Considering Lussiana’s opinion, Alonso reasons that there could be solutions such as collective buying, and that in any case “now the cost is not a barrier to access”; in fact, he notes, The Global Fund already buys RDTs for nations like Tanzania and Mozambique. Nevertheless, recent studies show that in these countries the presence of diagnostic tests is still poor: 50% of the surveyed centers in Tanzania, 59% in Mozambique and 62% in the Democratic Republic of Congo lacked a RDTs stock. Cunningham acknowledges that “there is still some way to go in some regions to reach the goal of universal access”, a way that, for Alonso, passes through improving distribution networks and coordinating the agents involved.

While the implementation of diagnostic testing progresses, some experts warn that it is important to move towards the development of better tests. WHO promotes the harmonization of products in terms of format, labeling, components and method of use, in order to minimize handling errors, especially when changing from one brand to another. But RDTs have inherent limitations beyond the non-specificity of some tests or possible deterioration caused by storage. Unlike microscopy, which allows a parasite count, rapid tests provide only a qualitative result, all or nothing. Cunningham adds that “they are not able either to monitor response to treatment”, because the HRP II antigen detected by P. falciparum tests can take up to 30 days to disappear from the blood after therapy.

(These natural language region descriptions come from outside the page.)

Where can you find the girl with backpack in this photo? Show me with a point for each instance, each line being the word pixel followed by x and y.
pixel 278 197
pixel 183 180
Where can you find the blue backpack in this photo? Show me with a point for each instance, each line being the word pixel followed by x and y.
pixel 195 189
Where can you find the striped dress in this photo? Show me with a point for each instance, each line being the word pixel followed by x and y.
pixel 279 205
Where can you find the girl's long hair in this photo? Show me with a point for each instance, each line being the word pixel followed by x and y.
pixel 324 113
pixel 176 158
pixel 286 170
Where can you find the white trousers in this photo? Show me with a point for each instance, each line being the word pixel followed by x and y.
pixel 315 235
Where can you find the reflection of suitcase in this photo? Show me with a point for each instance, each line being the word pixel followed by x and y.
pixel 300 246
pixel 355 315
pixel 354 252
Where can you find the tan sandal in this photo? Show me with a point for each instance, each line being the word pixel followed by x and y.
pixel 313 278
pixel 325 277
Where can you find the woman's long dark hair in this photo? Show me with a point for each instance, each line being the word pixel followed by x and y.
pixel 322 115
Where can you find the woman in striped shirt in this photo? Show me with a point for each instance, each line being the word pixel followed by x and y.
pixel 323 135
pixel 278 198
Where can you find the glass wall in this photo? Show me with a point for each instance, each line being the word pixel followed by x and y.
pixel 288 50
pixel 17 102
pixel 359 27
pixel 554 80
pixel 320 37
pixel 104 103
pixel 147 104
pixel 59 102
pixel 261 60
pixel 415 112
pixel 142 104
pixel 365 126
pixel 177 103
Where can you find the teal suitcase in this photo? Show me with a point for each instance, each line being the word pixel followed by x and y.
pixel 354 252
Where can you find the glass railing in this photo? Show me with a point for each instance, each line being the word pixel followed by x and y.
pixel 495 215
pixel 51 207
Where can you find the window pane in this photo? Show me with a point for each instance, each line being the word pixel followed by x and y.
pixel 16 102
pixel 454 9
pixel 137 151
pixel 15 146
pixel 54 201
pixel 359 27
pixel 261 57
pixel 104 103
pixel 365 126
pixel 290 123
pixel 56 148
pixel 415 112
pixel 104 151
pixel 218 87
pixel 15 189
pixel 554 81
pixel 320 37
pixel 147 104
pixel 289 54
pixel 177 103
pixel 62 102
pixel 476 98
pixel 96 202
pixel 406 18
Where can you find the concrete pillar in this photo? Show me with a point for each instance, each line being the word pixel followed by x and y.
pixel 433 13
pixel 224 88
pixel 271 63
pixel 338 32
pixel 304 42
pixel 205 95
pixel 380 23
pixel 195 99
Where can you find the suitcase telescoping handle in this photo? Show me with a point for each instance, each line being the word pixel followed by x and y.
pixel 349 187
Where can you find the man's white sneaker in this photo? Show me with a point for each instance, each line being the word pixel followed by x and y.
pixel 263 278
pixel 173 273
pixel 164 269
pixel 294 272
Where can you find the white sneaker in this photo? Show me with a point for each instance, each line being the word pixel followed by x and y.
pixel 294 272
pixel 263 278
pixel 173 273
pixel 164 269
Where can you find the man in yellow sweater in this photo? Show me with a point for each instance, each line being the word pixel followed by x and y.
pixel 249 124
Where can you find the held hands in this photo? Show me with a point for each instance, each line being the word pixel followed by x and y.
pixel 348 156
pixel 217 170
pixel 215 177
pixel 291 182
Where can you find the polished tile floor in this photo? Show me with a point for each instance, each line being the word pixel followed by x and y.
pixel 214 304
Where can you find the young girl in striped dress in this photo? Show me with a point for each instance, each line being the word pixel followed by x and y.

However, currently the main headache for WHO is the detection of strains of P. falciparum lacking HRP II - used as indicator for diagnosis. These variants were first discovered in 2010 in the Peruvian Amazon, but Alonso confirmed to EL ESPAÑOL that recently they have also been found in Africa, the continent most ravaged by malaria. “We do not know yet the magnitude, we are investigating, but we are very concerned”, he stresses.

The GMP director raises the possibility that it could be a selection process: diagnostics recognize HRP II, so these cases are the ones being treated, which could favor the spread of strains without this protein that are invisible to diagnosis by RDTs. Given this possible “very worrying” scenario, Alonso warns that “it would be a total catastrophe to generate distrust towards RDTs”, but suggests the need to promote pLDH-based rapid diagnostic tests as an alternative.

New technologies

Performing a PCR test in the University of Tartu, Estonia / Karl Mumm.

Meanwhile, researchers are exploring new avenues of diagnosis. One of the possible technologies is the detection of nucleic acids, i.e., DNA or RNA of the parasite. This is the basis of the polymerase chain reaction (PCR), a method used only in developed countries, since it is a laboratory technique that requires expensive equipment. A simpler variant is the so called Loop Mediated Isothermal Amplification, or LAMP, which is growing strongly, but that is also inaccessible to field diagnosis.

According to Pranab Goswami, profesor in the Department of Biosciences and Bioengineering at the Indian Institute of Technology Guwahati, a viable path would be the use of biosensors based on short chains of nucleic acids, called aptamers. Goswami assures to EL ESPAÑOL that the use of such molecules “would improve the life of RDTs and cheapen its price” and, at the same time, “would aso avoid results variation due to temperature and humidity, as aptamers are more resistant than antibodies to unfavorable conditions.”

From the front line in the fight against malaria, Alonso welcomes innovation in diagnostic technologies; but also considers that the current RDTs are suitable for clinically significant cases without the need of raising their sensitivity or quantifying infection, as some systems based on band intensity readings or the use of fluorescent labeling try. “We follow with interest the development of nucleic acid based tests, but they are still far”, Alonso values. As a war strategist, the GMP director has clear priorities: “We must define exactly what we want, and my biggest worry is the need to have a diagnosis for every case of malaria”. And he is in the process of doing so. Today, victory is closer than ever.